Arroyo Grande, California; my home town, about 1905.
Local rancheros were fundamental to New England’s antebellum shoe industry; cattle were raised for their hides, the raw material that drove shoe factories in Massachusetts.
California’s first notorious mass murder was in December 1848 at Mission San Miguel. The man who found the bodies was a mail rider who’d started his route in Nipomo. He reported it to a young army officer in Monterey: Future Civil War general William T. Sherman.
Nearly sixty Civil War veterans are buried in our cemetery.

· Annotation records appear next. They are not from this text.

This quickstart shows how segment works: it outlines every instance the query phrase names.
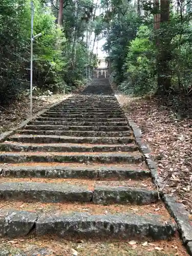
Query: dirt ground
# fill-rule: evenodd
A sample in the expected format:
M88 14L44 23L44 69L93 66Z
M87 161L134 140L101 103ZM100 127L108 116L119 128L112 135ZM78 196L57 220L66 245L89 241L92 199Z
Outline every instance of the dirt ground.
M171 241L69 242L56 237L0 240L1 255L19 256L187 256L179 239ZM10 254L5 254L10 253ZM25 254L23 254L23 253Z

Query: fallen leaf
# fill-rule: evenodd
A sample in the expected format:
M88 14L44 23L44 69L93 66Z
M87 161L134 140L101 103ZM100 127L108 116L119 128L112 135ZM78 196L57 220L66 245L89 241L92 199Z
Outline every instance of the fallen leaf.
M134 241L134 240L132 240L131 241L129 242L128 243L129 244L130 244L131 245L133 245L134 244L137 244L137 242L136 241Z
M158 251L162 251L162 250L163 250L163 248L158 247L158 246L155 247L155 249Z
M78 251L77 251L76 250L73 249L73 248L71 248L71 250L73 253L73 256L77 256L78 254Z
M148 242L147 241L144 242L143 243L143 244L142 244L142 246L146 246L147 245L148 245Z

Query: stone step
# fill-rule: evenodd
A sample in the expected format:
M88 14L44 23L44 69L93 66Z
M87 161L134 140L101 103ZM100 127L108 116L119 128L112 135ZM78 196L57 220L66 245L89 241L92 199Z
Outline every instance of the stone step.
M127 122L127 120L125 118L56 118L56 117L37 117L35 119L37 121L65 121L66 122Z
M93 99L93 101L94 100ZM76 103L72 103L72 104L65 104L63 105L57 105L54 108L52 108L50 109L90 109L90 110L93 109L95 110L111 110L113 109L114 110L121 110L121 109L120 108L119 105L118 104L102 104L101 102L100 103L83 103L83 102L79 102Z
M67 182L10 182L0 184L0 199L142 205L157 201L158 194L156 190L129 186L96 186L90 190L86 186Z
M28 152L130 152L138 150L136 145L100 145L100 144L22 144L16 143L0 143L1 151L16 151Z
M110 137L117 136L127 137L132 135L131 132L96 132L92 131L46 131L46 130L19 130L17 131L19 134L26 135L63 135L66 136L78 136L78 137Z
M141 216L123 213L91 215L84 212L65 214L60 211L55 215L55 214L12 209L7 210L5 216L1 218L1 237L24 237L33 229L33 237L37 236L38 238L37 244L39 244L40 236L45 235L54 235L70 240L73 238L78 240L110 238L111 240L156 241L170 239L177 232L172 219L164 221L160 215L157 214ZM32 242L30 240L31 244ZM65 246L63 245L64 247Z
M63 228L65 227L65 228ZM43 215L36 223L36 233L38 236L56 234L65 238L77 236L78 238L103 238L137 239L150 238L154 240L167 239L176 233L172 223L165 223L152 215L90 215L84 213Z
M5 182L0 184L0 199L27 202L90 202L93 192L67 183Z
M76 109L71 108L70 109L66 109L65 108L63 109L50 109L49 110L49 112L51 113L51 114L54 113L58 113L58 114L62 114L65 113L70 113L70 114L79 114L79 113L104 113L104 114L122 114L123 111L121 110L117 110L117 109L111 109L111 108L109 108L109 109L96 109L93 108L92 109L87 109L84 108L80 109L79 108L77 108Z
M32 121L29 124L33 125L70 125L70 126L116 126L118 128L120 126L128 125L127 122L80 122L80 121Z
M97 111L92 111L92 112L87 112L84 111L83 110L80 111L80 110L77 111L71 110L70 111L67 111L66 110L63 110L61 112L54 112L49 110L48 111L45 113L46 115L51 114L51 115L123 115L122 111L111 111L109 110L106 110L103 112L98 112Z
M108 108L95 108L93 107L85 107L83 106L76 106L75 105L73 106L63 106L63 107L55 107L52 108L50 109L50 111L86 111L88 112L103 112L106 111L116 111L117 110L121 110L121 109L119 106L115 106L113 107L112 106L109 106Z
M0 162L24 163L35 162L78 162L78 163L141 163L144 157L137 152L99 153L2 153Z
M86 117L88 117L89 118L101 118L102 117L103 118L124 118L124 115L113 115L112 114L100 114L100 113L95 113L94 114L91 113L84 113L84 114L51 114L50 113L48 113L47 112L47 114L43 114L41 115L42 117L62 117L62 118L83 118Z
M127 126L70 126L70 125L28 125L25 127L25 130L35 130L35 131L92 131L92 132L124 132L130 131L130 129Z
M32 135L16 134L9 139L12 141L35 143L89 143L89 144L128 144L134 141L131 137L68 137L57 135Z
M136 165L120 164L86 165L78 163L75 166L73 163L60 164L51 163L44 164L44 166L26 166L9 164L5 165L2 169L3 177L17 178L47 178L96 179L99 180L110 179L122 180L142 180L151 177L151 173L142 166Z

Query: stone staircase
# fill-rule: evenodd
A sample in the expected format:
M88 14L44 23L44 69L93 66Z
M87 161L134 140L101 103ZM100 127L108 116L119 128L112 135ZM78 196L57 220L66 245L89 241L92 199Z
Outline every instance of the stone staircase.
M94 79L15 131L0 150L1 204L10 202L0 210L2 236L175 235L107 79Z

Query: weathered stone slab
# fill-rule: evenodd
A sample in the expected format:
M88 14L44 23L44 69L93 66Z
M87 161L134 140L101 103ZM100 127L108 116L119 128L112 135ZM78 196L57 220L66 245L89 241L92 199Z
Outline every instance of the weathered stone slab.
M80 136L80 137L126 137L132 135L130 132L95 132L92 131L51 131L51 130L20 130L18 131L20 134L32 134L44 135L63 135L65 136Z
M99 170L98 177L100 179L118 178L119 179L141 179L151 177L147 170L129 170L127 167L102 167Z
M47 111L45 114L51 114L51 115L87 115L90 114L90 115L122 115L123 113L122 111L119 110L115 110L112 111L111 110L105 110L103 112L96 111L95 111L94 109L93 109L92 111L88 111L86 110L82 109L78 109L78 110L73 110L72 109L70 110L70 111L67 110L58 110L57 112L55 111L52 111L49 110L49 111Z
M127 125L127 122L90 122L90 121L53 121L53 120L41 120L41 121L32 121L30 122L30 124L34 125L69 125L69 126L126 126Z
M124 118L101 118L98 117L94 118L57 118L57 117L38 117L36 118L36 120L37 121L65 121L65 122L126 122L126 119Z
M123 132L130 131L130 129L126 126L98 126L97 124L95 125L50 125L50 124L38 124L37 125L28 125L25 126L26 130L35 130L35 131L97 131L97 132Z
M18 178L96 179L98 177L98 171L94 168L78 167L8 166L3 169L2 175L5 177Z
M7 152L110 152L136 151L138 147L134 144L130 145L73 145L67 143L50 143L45 145L21 144L16 143L0 143L0 150Z
M90 202L92 192L81 186L64 182L5 182L0 184L0 199L47 202Z
M165 195L163 199L170 215L176 221L184 244L192 241L192 222L184 205L175 198Z
M152 215L89 215L74 212L60 216L39 217L36 223L38 236L54 234L62 238L86 237L123 238L150 238L167 239L175 233L175 227Z
M126 163L140 163L143 161L141 155L132 155L127 153L98 153L94 154L90 153L88 155L83 153L62 154L62 155L50 155L36 154L32 153L26 154L19 154L14 153L0 154L0 162L5 163L24 163L26 162L99 162L99 163L120 163L124 162Z
M26 143L104 143L118 144L132 142L134 139L131 137L104 138L104 137L68 137L56 135L32 135L24 134L14 135L10 138L12 141Z
M186 245L186 248L188 254L190 255L190 256L192 256L192 241L187 243Z
M2 235L10 238L27 236L34 227L37 216L27 211L8 211L2 220Z
M89 118L101 118L101 117L104 118L124 118L124 115L107 115L105 114L99 114L98 113L98 114L91 114L90 113L87 113L87 114L44 114L43 115L41 115L41 116L43 116L45 117L62 117L62 118L85 118L85 117L89 117Z
M157 191L126 186L96 186L93 201L96 204L148 204L158 200Z

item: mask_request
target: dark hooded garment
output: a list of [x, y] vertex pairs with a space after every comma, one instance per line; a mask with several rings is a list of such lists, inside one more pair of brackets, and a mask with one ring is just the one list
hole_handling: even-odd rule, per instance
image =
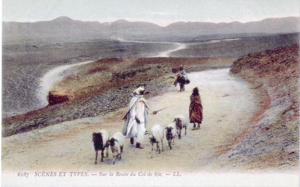
[[190, 96], [190, 123], [202, 122], [202, 105], [200, 95]]

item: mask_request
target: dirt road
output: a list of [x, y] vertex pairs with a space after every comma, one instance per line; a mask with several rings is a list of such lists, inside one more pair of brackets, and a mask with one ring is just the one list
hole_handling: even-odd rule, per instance
[[187, 135], [183, 135], [182, 140], [176, 139], [172, 150], [166, 141], [164, 151], [160, 154], [156, 152], [150, 159], [150, 145], [145, 135], [145, 149], [136, 149], [127, 140], [121, 161], [112, 165], [110, 152], [104, 163], [98, 162], [96, 165], [92, 134], [100, 128], [110, 134], [120, 131], [124, 124], [121, 119], [126, 110], [124, 108], [104, 118], [64, 122], [2, 138], [2, 171], [192, 172], [209, 168], [210, 162], [224, 151], [220, 148], [225, 141], [234, 139], [249, 127], [246, 122], [255, 111], [255, 100], [246, 83], [230, 76], [228, 69], [194, 72], [188, 76], [191, 83], [186, 86], [184, 92], [180, 92], [177, 87], [148, 100], [152, 111], [176, 105], [150, 115], [149, 131], [154, 125], [168, 124], [178, 114], [188, 117], [192, 90], [196, 86], [199, 88], [204, 108], [201, 129], [192, 131], [192, 125], [189, 124]]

This Arroyo Grande farmer was a young soldier in the 95th Ohio Infantry when he seized a Confederate battle flag at the Battle of Nashville.
Bela Clinton ide was a gentle man. He built the oldest extant home in Arroyo Grande, on Ide Street, in 1878. Twenty-five years before, 363 of the 496 men in his infantry regiment were killed or wounded in a twenty-minute firefight at Gettysburg.
James Dowell was a young cavalryman in a tragicomic expedition to the Powder River Country in the summer and fall of 1865. He somehow survived attacks by Red Cloud, Sitting Bull, Roman Nose and Crazy Horse. The expedition made it back to Fort Laramie on foot. They’d survived starvation by eating their mounts.
The Meiji Emperor, shown here in the film The Last Samurai, began the modernization of Japan in 1867, at a price: ruinous land taxes. Thousands of Japanese were forced to emigrate; the Saruwatari family, whose home still stands off Halcyon Road, may have been the first to move here.
The image on the left shows Al Capone waiting his turn to shoot pool at Pismo Beach’s Waldorf Club in 1927, from Effie McDermott’s history of Pismo Beach. The Central Coast was notorious for Capone’s bootlegging. Today, the Waldorf Club is the Cool Cat Cafe.
In her autobiography, aviatrix Harriet Quimby claimed she’d been born and raised in Arroyo Grande. That was a small fib. The other one was her losing a decade in age. She was from Michigan, but her family had lived in Arroyo Grande briefly before she started her journalism career. The first woman to fly across the English channel, her flying career ended tragically with a crash into Boston Harbor in 1912. She had nonetheless inspired a little Iowa girl who wanted to fly: Amelia Earhart is shown visiting Cal Poly in 1936, the year before she disappeared.
The head of the New Deal’s Soil Conservation Service said the erosion of the hillsides from Arroyo Grande to Shell Beach was among the worst he’d seen in America. The corrective was the Civilian Conservation Corps, two hundred-plus young men from New York, New Jersey and Delaware, whose barracks stood on the site of today’s Arroyo Grande Women’s Club. The young men, aged 18-25, earned $27 a month. They were expected to send half of that home.
Clark Gable and Joan Crawford stayed at this Pismo Beach hotel while filming the 1940 release Strange Cargo. During a break in shooting, Gable played a pickup game of softball on the beach with teens from San Luis Obispo High School
Wayne Morgan (top) and Jack Scruggs (bottom) as second graders at the Arroyo Grande Grammar School–the site of today’s Mullahey Ford–in 1926. Fifteen years later, the two were shipmates on battleship Arizona, circled in the second photo. This is the moment of Scrugg’s death. A trombonist in the ship’s band, the explosions off the battleship’s stern killed him as he prepared to play the National Anthem. Ten minutes later, Morgan was killed; his father owned an earlier Ford agency in the building now occupied by Doc Burnstein’s.
Just before America’s entry into World War II, Nakamura was the sports editor of the Arroyo Grande Union High School Hi-Chatter. Two years after he and his family were interned, the twenty-year-old led an Army Intelligence mission into the mountains of China, where he was to link up with Chinese guerrillas. The Chinese were so taken with young Nakamura that they threw him a 21st birthday party. Somebody had a record player, so there was even a little dance. One of Nakamura’s dance partners was a former Chinese movie star, Jian Qing. We know her better as Madame Mao.
Some of the most vicious bigotry I’ve ever encountered came in prewar newspaper columns that condemned Filipino immigrants–called “The Manong Generation.” The young men—almost no Filipinas were allowed to immigrate–found solace in the community center that was Pismo Beach’s P.I. market. They responded to the nation that seemed to hate them by volunteering, in great numbers, to fight the Japanese and help liberate their homes. They were superb soldiers.
Heritage Salon on Branch Street in Arroyo Grande was once Buzz’s Barber and Beauty. Buzz gave a stranger a haircut in his #1 chair in 1959. The stranger’s dog, a big handsome poodle, waited in a pickup parked on Branch Street for his boss to finish his haircut. The poodle was named Charley. Buzz’s customer was John Steinbeck.